Reputation: 139
I have a Cassandra table of few columns and I want to update one of those(and also what for multiple columns?) from Spark 2.4.0. But if I don't provide all the columns then records are not getting updated.
Cassandra schema:
rowkey,message,number,timestamp,name 1,hello,12345,12233454,ABC
The point is Spark DataFrame
consists the rowkey
with the updated timestamp that has to be updated in the Cassandra table.
I tried to Select the columns right after the options, but seems like there's no such method.
finalDF.select("rowkey","current_ts")
.withColumnRenamed("current_ts","timestamp")
.write
.format("org.apache.spark.sql.cassandra")
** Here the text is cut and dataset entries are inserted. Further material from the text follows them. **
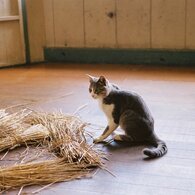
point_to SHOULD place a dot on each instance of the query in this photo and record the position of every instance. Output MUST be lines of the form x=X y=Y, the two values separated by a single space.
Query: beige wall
x=11 y=33
x=36 y=29
x=164 y=24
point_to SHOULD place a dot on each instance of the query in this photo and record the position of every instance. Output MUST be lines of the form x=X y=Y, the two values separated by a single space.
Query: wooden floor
x=170 y=94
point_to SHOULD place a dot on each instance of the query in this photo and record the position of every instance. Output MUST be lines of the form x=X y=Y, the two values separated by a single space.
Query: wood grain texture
x=168 y=24
x=68 y=23
x=169 y=93
x=100 y=28
x=133 y=23
x=36 y=29
x=190 y=24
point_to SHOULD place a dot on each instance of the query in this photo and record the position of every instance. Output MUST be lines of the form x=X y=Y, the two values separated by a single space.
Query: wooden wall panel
x=190 y=24
x=36 y=29
x=14 y=47
x=11 y=39
x=11 y=7
x=100 y=29
x=68 y=23
x=168 y=24
x=133 y=23
x=3 y=57
x=49 y=22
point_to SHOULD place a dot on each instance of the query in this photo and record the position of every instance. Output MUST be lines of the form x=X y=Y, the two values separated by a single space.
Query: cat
x=129 y=111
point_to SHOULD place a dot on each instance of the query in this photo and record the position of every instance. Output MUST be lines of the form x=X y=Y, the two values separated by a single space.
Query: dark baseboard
x=120 y=56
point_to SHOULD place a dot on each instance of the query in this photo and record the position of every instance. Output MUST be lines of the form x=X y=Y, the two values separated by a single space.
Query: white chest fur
x=107 y=109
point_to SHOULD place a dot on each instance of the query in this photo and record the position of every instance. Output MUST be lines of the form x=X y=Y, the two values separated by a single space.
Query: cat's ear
x=91 y=78
x=102 y=80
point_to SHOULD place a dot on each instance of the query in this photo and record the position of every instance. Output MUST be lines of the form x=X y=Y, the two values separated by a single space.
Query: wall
x=36 y=29
x=162 y=24
x=11 y=33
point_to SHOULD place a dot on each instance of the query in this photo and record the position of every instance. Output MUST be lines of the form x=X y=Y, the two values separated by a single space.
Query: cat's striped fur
x=129 y=111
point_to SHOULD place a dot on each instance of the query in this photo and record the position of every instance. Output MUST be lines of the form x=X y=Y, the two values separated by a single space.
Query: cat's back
x=128 y=100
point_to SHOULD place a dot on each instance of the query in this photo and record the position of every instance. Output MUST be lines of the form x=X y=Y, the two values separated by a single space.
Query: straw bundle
x=32 y=135
x=62 y=135
x=42 y=173
x=9 y=123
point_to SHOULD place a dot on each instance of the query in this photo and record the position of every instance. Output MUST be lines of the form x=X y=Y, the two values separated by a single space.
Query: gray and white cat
x=129 y=111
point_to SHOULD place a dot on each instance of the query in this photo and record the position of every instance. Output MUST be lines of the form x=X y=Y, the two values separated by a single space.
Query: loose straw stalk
x=63 y=135
x=42 y=173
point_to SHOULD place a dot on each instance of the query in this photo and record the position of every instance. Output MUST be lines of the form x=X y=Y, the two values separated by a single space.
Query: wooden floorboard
x=170 y=94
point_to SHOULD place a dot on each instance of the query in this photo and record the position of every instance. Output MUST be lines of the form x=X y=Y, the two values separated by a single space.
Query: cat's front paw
x=97 y=140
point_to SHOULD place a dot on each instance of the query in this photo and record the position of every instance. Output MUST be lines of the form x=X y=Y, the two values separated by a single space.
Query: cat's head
x=98 y=87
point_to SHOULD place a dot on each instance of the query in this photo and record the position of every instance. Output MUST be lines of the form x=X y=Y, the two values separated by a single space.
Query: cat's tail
x=160 y=150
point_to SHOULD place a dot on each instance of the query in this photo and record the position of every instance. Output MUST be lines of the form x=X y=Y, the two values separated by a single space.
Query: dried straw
x=64 y=136
x=42 y=173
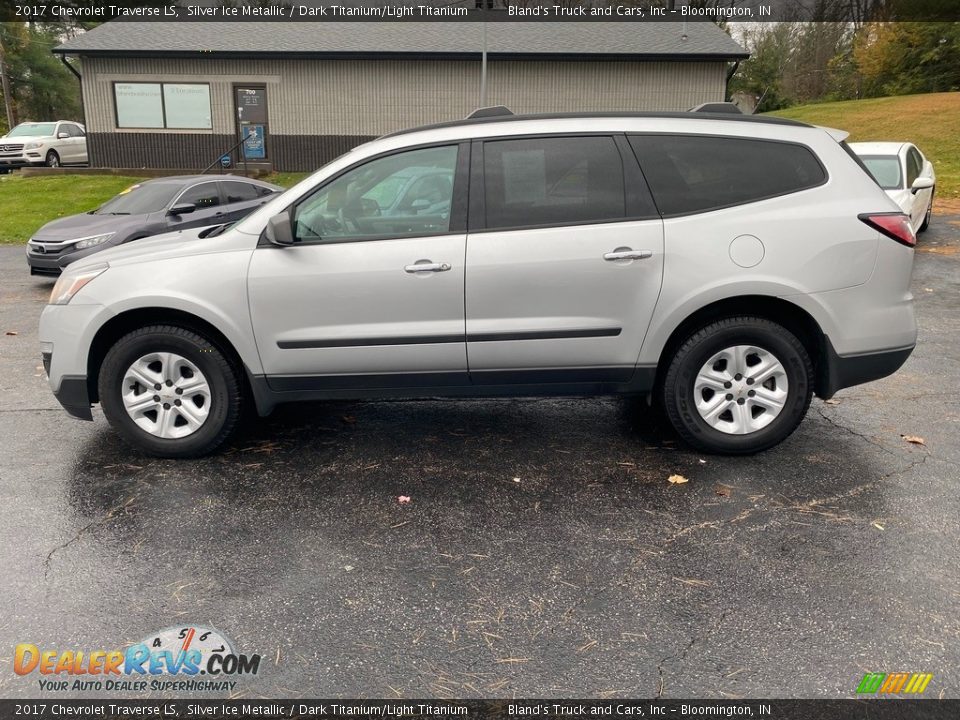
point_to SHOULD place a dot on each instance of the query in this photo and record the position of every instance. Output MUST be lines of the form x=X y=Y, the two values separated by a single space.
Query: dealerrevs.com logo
x=189 y=659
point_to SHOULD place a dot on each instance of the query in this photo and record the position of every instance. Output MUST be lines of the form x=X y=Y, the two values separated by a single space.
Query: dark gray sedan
x=148 y=208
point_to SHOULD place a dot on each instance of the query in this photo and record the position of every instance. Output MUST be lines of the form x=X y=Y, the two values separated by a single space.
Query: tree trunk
x=7 y=97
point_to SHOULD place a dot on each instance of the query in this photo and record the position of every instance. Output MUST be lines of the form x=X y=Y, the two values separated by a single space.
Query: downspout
x=726 y=85
x=72 y=69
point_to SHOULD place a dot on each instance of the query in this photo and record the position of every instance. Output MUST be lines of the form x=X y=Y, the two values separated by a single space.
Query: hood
x=85 y=225
x=181 y=243
x=26 y=139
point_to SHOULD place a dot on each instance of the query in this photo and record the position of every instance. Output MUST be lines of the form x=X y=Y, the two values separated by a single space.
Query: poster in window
x=188 y=106
x=139 y=105
x=253 y=147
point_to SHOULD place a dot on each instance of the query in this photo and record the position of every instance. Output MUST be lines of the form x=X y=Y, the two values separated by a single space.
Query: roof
x=877 y=148
x=503 y=119
x=439 y=40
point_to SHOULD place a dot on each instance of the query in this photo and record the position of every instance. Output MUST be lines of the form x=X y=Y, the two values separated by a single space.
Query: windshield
x=885 y=170
x=33 y=129
x=139 y=199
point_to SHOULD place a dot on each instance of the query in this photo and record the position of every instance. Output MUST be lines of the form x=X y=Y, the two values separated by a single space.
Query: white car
x=905 y=174
x=54 y=143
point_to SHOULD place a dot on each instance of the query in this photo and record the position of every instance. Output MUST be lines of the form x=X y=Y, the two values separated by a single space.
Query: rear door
x=564 y=260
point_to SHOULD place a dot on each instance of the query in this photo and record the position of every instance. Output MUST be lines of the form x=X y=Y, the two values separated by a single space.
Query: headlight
x=83 y=243
x=70 y=283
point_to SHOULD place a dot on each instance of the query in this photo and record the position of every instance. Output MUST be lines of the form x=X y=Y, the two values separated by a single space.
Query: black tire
x=222 y=374
x=926 y=218
x=678 y=384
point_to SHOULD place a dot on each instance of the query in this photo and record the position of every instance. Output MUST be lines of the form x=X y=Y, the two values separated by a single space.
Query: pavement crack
x=851 y=431
x=111 y=513
x=682 y=655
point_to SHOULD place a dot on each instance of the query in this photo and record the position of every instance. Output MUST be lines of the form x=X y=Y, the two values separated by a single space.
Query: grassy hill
x=931 y=122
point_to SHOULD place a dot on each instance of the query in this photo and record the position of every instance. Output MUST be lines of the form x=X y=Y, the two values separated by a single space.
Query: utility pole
x=483 y=65
x=5 y=83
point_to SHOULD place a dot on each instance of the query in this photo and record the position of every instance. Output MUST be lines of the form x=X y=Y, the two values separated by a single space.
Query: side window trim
x=823 y=169
x=458 y=205
x=635 y=185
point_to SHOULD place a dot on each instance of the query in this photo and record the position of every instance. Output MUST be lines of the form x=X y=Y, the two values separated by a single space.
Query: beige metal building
x=179 y=95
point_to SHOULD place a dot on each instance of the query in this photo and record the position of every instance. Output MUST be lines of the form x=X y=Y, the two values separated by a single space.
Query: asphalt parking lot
x=542 y=553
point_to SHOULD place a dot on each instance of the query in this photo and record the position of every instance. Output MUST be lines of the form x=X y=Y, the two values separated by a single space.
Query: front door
x=250 y=102
x=565 y=269
x=371 y=294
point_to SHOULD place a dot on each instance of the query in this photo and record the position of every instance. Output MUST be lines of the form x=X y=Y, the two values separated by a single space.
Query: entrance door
x=251 y=108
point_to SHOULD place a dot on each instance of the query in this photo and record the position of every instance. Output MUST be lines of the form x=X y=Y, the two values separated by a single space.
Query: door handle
x=628 y=254
x=426 y=266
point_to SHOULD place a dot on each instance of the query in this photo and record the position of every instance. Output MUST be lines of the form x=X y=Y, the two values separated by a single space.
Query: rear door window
x=695 y=173
x=534 y=182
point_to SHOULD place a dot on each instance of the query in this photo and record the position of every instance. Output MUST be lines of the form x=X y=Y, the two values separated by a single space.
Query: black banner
x=86 y=11
x=865 y=709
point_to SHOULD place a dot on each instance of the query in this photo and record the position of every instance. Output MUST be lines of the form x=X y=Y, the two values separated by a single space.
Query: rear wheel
x=170 y=392
x=738 y=386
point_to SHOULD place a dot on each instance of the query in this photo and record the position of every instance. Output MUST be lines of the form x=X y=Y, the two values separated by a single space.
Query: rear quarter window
x=696 y=173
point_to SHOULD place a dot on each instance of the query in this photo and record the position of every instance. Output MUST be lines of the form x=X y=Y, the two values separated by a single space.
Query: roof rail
x=717 y=108
x=492 y=111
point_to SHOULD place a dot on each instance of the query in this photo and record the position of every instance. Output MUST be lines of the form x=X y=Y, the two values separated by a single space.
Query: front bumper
x=838 y=372
x=73 y=395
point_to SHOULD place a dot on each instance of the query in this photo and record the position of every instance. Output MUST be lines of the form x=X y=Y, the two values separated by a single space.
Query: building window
x=182 y=106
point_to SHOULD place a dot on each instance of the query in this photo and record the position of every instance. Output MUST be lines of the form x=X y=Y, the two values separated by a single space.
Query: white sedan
x=906 y=175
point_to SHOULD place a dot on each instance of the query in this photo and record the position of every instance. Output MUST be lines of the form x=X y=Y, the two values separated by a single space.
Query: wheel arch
x=119 y=325
x=783 y=312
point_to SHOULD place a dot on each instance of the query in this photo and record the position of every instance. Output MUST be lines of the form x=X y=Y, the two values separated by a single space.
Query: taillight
x=893 y=225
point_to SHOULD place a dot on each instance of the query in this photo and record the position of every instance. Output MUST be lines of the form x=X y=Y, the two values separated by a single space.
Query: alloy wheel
x=166 y=395
x=741 y=389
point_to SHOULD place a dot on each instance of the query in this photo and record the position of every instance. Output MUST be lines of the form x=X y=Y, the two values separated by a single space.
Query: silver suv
x=727 y=267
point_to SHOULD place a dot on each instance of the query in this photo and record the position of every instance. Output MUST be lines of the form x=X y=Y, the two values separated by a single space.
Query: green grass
x=928 y=121
x=26 y=203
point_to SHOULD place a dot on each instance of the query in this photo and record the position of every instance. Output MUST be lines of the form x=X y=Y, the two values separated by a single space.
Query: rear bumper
x=845 y=371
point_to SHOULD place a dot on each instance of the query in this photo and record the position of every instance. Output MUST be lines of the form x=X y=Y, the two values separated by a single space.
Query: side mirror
x=182 y=209
x=921 y=184
x=279 y=230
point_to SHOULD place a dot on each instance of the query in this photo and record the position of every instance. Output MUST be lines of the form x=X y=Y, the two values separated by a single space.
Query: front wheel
x=170 y=392
x=738 y=386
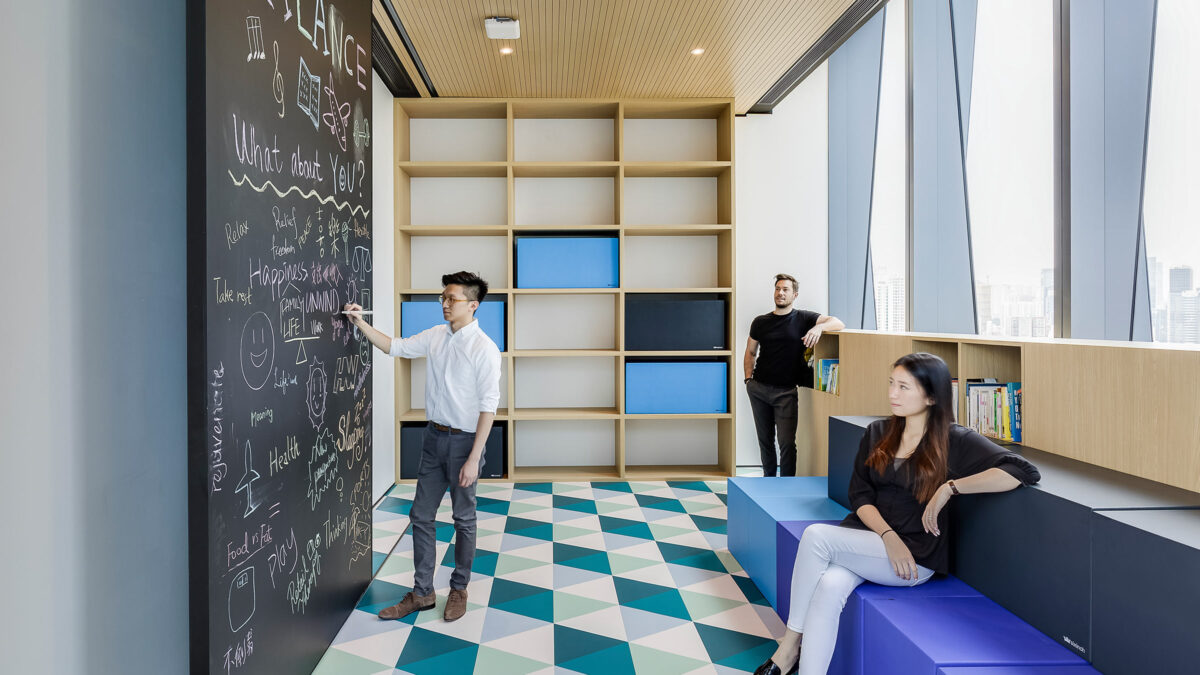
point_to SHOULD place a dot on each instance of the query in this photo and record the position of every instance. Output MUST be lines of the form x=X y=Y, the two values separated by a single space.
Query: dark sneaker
x=408 y=605
x=456 y=604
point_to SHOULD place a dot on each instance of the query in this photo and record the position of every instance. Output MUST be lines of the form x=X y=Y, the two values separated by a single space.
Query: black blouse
x=892 y=491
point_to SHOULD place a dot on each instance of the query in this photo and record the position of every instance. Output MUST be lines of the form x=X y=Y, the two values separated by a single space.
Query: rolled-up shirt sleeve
x=973 y=453
x=862 y=488
x=487 y=378
x=413 y=347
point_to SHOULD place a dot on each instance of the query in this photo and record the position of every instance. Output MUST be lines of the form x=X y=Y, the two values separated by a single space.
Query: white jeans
x=831 y=562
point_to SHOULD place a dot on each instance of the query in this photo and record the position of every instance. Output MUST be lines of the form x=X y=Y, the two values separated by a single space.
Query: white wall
x=383 y=236
x=94 y=443
x=781 y=199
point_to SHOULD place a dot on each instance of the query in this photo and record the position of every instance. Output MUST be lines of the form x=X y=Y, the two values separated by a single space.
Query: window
x=1171 y=202
x=889 y=187
x=1009 y=167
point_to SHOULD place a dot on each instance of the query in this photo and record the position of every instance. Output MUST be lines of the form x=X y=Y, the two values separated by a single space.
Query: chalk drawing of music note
x=337 y=117
x=255 y=36
x=361 y=132
x=277 y=79
x=241 y=598
x=247 y=479
x=309 y=93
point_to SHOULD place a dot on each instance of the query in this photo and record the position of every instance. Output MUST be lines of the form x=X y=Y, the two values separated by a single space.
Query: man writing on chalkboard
x=461 y=393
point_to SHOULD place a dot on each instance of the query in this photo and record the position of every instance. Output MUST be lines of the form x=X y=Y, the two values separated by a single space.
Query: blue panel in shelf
x=567 y=262
x=419 y=315
x=676 y=387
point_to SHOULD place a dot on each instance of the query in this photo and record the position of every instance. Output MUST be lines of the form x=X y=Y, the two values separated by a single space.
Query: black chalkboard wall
x=280 y=384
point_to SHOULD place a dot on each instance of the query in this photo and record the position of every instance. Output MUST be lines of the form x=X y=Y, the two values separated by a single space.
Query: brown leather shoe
x=408 y=605
x=456 y=604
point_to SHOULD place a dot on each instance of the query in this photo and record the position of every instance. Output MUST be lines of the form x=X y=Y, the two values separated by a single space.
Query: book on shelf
x=994 y=408
x=825 y=374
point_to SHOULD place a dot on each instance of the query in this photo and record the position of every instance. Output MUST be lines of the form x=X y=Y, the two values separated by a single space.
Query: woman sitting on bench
x=907 y=469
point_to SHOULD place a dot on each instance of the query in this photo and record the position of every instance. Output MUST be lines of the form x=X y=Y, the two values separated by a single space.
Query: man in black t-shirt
x=781 y=340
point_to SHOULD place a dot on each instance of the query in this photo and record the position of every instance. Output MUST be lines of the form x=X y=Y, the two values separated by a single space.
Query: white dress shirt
x=462 y=372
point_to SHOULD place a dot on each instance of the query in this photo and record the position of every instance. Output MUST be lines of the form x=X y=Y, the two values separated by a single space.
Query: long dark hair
x=928 y=461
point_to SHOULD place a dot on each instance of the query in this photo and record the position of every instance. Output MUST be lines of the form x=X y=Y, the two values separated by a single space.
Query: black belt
x=447 y=429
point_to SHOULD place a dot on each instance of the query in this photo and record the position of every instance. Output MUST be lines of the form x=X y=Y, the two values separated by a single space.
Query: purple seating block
x=1078 y=669
x=847 y=656
x=919 y=634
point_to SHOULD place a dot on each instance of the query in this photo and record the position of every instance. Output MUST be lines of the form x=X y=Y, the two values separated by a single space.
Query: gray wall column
x=853 y=120
x=942 y=47
x=1111 y=58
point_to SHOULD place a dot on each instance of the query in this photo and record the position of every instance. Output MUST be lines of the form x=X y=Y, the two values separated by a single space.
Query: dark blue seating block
x=916 y=635
x=1146 y=591
x=1031 y=549
x=1078 y=669
x=845 y=435
x=756 y=505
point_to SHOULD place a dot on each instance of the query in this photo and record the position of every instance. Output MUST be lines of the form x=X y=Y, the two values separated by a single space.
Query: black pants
x=774 y=413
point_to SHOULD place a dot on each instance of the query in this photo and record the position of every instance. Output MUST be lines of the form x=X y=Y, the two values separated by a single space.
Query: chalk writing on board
x=317 y=393
x=217 y=467
x=281 y=460
x=238 y=655
x=241 y=598
x=277 y=78
x=310 y=195
x=361 y=132
x=305 y=579
x=247 y=481
x=255 y=36
x=323 y=469
x=309 y=93
x=282 y=555
x=339 y=115
x=257 y=350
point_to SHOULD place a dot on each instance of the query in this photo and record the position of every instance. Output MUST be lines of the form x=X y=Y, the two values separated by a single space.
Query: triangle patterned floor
x=569 y=578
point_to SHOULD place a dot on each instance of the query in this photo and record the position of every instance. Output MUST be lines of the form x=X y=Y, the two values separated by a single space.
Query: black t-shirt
x=891 y=493
x=781 y=358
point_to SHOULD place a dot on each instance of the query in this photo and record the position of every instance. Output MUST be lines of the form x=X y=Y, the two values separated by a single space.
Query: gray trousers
x=774 y=407
x=443 y=454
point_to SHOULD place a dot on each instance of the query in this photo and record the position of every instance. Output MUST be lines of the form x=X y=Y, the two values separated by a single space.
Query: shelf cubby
x=439 y=201
x=565 y=442
x=432 y=256
x=564 y=201
x=565 y=322
x=670 y=201
x=661 y=442
x=564 y=382
x=671 y=261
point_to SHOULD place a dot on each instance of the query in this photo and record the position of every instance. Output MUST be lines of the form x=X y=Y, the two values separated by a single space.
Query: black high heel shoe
x=771 y=668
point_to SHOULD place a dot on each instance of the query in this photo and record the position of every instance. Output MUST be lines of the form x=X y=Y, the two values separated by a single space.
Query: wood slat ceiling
x=615 y=48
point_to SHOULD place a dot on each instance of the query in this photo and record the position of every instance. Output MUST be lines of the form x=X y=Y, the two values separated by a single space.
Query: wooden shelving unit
x=1126 y=406
x=487 y=171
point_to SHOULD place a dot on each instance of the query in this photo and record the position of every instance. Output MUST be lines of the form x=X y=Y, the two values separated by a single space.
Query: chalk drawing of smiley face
x=257 y=350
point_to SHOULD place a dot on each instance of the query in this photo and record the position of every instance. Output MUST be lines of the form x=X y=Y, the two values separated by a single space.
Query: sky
x=1011 y=137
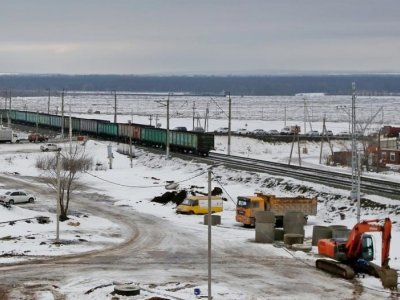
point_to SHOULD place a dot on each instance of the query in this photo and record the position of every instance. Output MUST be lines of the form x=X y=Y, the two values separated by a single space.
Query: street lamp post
x=229 y=122
x=48 y=103
x=130 y=142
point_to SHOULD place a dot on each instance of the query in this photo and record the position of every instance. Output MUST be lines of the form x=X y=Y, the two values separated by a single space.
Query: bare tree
x=73 y=163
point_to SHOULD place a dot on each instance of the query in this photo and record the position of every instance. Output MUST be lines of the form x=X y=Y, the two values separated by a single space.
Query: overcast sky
x=181 y=37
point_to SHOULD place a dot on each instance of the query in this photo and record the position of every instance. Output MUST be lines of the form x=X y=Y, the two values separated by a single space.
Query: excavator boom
x=350 y=254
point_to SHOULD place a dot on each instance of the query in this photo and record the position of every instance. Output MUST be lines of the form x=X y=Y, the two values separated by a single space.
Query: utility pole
x=209 y=234
x=58 y=196
x=194 y=109
x=355 y=172
x=206 y=119
x=48 y=103
x=229 y=122
x=305 y=109
x=324 y=132
x=115 y=106
x=70 y=131
x=167 y=146
x=5 y=99
x=295 y=138
x=62 y=114
x=130 y=143
x=285 y=115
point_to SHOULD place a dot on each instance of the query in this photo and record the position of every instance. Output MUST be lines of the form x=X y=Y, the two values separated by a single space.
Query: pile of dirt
x=174 y=197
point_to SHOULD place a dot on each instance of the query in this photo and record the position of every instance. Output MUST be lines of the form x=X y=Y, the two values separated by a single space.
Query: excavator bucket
x=389 y=277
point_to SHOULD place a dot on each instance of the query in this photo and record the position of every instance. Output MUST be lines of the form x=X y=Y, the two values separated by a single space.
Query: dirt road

.options(Map("table" -> "table_data", "keyspace" -> "ks_data"))
.mode("overwrite")
.option("confirm.truncate","true")
.save()
Say,
finalDF=
rowkey,current_ts
1,12233999
then Cassandra table should hold the value like After the update,
rowkey,message,number,timestamp,name
1,hello,12345,12233999,ABC
I'm using Dataframe API. So rdd approach cannot be used. How I can do this? Cassandra version 3.11.3, Datastax connector 2.4.0-2.11
Upvotes: 2
Views: 1943
Reputation: 29237
Clarification is SaveMode
is used to specify the expected behavior of saving a DataFrame to a data source.(not only for c* but for any datasource). Available options are
- SaveMode.ErrorIfExists
- SaveMode.Append
- SaveMode.Overwrite
- SaveMode.Ignore
In this case, Since you have already data and you want to append you have to use SaveMode.Append
import org.apache.spark.sql.SaveMode
finalDF.select("rowkey","current_ts")
.withColumnRenamed("current_ts","timestamp")
.write
.format("org.apache.spark.sql.cassandra")
.options(Map("table" -> "table_data", "keyspace" -> "ks_data"))
.mode(SaveMode.Append)
.option("confirm.truncate","true")
.save()
see the spark docs here on SaveModes
Upvotes: 0